Qian Yi was a son of the quickly-deposed king of Wuyue (907-978), Qian Hongzong (929-973, r. 947), who lost the throne to his step-brother, Qian Hongchu, following a coup d'etat. Their uncle's reign did not last long, as he surrendered the kingdom to the rapidly-solidifying Northern Song dynasty in 978; nevertheless, the royal family enjoyed an elevated status in Song society, and it is in this context that Qian Yi and his brother Qian Kun were raised.
Qian Yi completed the jinshi examination and became a member of the Hanlin Academy in 1025, only to die the next year after working continuously for several days without rest.

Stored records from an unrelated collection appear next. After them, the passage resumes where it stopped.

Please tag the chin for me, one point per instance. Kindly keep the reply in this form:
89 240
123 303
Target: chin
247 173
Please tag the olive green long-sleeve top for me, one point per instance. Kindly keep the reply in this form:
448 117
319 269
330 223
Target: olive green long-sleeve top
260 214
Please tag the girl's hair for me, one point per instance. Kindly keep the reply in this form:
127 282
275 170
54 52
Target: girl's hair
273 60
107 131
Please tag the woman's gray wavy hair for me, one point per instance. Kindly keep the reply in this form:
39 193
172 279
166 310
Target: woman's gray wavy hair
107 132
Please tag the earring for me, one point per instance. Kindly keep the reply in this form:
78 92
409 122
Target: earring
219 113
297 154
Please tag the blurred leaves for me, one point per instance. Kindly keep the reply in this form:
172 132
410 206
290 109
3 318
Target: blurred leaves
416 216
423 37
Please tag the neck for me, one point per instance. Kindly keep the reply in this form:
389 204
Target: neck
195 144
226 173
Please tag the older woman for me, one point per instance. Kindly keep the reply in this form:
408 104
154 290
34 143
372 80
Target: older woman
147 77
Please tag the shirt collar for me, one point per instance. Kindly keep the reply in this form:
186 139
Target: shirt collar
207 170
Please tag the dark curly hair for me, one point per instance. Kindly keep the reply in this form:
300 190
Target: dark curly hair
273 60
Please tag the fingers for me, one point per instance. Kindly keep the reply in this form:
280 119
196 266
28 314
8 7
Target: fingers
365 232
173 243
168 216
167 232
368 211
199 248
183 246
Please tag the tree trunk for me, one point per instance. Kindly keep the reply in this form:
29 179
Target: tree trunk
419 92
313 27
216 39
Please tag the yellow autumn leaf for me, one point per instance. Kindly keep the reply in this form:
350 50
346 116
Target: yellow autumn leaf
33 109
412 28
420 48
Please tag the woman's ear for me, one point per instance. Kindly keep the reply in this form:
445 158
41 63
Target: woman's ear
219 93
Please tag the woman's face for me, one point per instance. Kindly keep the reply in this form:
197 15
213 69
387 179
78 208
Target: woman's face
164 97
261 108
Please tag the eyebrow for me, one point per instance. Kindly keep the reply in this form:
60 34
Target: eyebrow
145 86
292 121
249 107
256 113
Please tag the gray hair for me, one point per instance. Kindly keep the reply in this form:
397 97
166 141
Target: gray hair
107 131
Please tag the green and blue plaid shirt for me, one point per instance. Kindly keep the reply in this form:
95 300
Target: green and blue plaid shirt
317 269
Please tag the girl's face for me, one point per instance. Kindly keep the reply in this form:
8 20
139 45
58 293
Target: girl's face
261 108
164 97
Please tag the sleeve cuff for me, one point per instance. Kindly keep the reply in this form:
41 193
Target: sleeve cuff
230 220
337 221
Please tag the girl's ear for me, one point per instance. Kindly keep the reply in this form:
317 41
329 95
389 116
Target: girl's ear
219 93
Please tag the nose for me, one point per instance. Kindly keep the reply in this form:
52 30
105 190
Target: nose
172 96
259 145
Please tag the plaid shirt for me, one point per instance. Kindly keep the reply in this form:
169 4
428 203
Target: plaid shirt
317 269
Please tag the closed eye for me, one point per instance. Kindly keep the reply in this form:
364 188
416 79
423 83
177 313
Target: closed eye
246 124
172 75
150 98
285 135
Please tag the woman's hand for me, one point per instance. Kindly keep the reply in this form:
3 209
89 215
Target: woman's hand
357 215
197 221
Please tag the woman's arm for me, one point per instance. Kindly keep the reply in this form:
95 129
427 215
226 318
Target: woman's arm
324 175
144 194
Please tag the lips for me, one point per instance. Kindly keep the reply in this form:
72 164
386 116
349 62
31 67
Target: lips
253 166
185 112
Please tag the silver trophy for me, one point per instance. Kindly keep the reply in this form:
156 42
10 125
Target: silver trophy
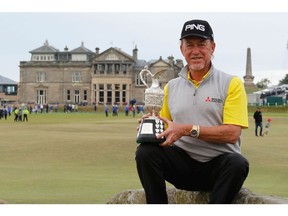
152 126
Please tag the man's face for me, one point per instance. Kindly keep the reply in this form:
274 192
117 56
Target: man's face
197 52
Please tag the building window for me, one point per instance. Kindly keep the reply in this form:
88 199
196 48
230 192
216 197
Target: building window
76 96
110 69
117 93
68 95
138 81
124 69
41 96
117 68
124 88
101 93
76 77
85 96
41 76
109 93
101 68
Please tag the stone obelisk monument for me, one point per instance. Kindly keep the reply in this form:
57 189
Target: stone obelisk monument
248 78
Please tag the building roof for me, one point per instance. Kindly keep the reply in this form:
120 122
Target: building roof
6 81
46 48
81 49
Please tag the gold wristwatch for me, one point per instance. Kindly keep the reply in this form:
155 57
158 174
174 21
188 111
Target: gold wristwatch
195 131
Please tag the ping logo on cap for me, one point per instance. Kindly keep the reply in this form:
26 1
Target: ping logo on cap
196 27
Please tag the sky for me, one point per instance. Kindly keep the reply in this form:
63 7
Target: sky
155 33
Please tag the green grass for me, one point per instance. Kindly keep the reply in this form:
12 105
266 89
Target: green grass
87 158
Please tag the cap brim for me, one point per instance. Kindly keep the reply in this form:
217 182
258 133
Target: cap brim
194 35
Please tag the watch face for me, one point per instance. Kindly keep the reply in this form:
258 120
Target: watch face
194 132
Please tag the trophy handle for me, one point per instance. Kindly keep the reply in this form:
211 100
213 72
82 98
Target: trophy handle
144 71
155 77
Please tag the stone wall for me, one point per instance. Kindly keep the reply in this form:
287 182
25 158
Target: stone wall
176 196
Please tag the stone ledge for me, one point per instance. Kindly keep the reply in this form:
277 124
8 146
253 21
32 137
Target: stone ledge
176 196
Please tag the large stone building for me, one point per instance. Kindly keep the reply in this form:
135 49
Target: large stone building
81 76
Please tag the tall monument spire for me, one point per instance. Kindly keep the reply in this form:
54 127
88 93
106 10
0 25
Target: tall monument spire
248 78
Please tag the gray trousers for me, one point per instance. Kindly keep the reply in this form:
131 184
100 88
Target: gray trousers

As an artist, he was known for his running and cursive scripts, especially those on large banners several meters in length, as well as for his paintings. In addition to being a skilled painter and calligrapher, he was also a prolific poet and writer.
Yuwen Gongliang became a jinshi official in 1333, the first year of the Yuan dynasty. He composed many books of poetry and was a talented artist. In 1346, he painted Qiutian Shanju Tu, a mountain landscape.
Zhou Chu, also known as Zhou Qishan, was a native of Wujin (present day Changzhou in Jiangsu province) during the Ming dynasty. He was a landscape painter who was particularly adept at painting dragons and bovines.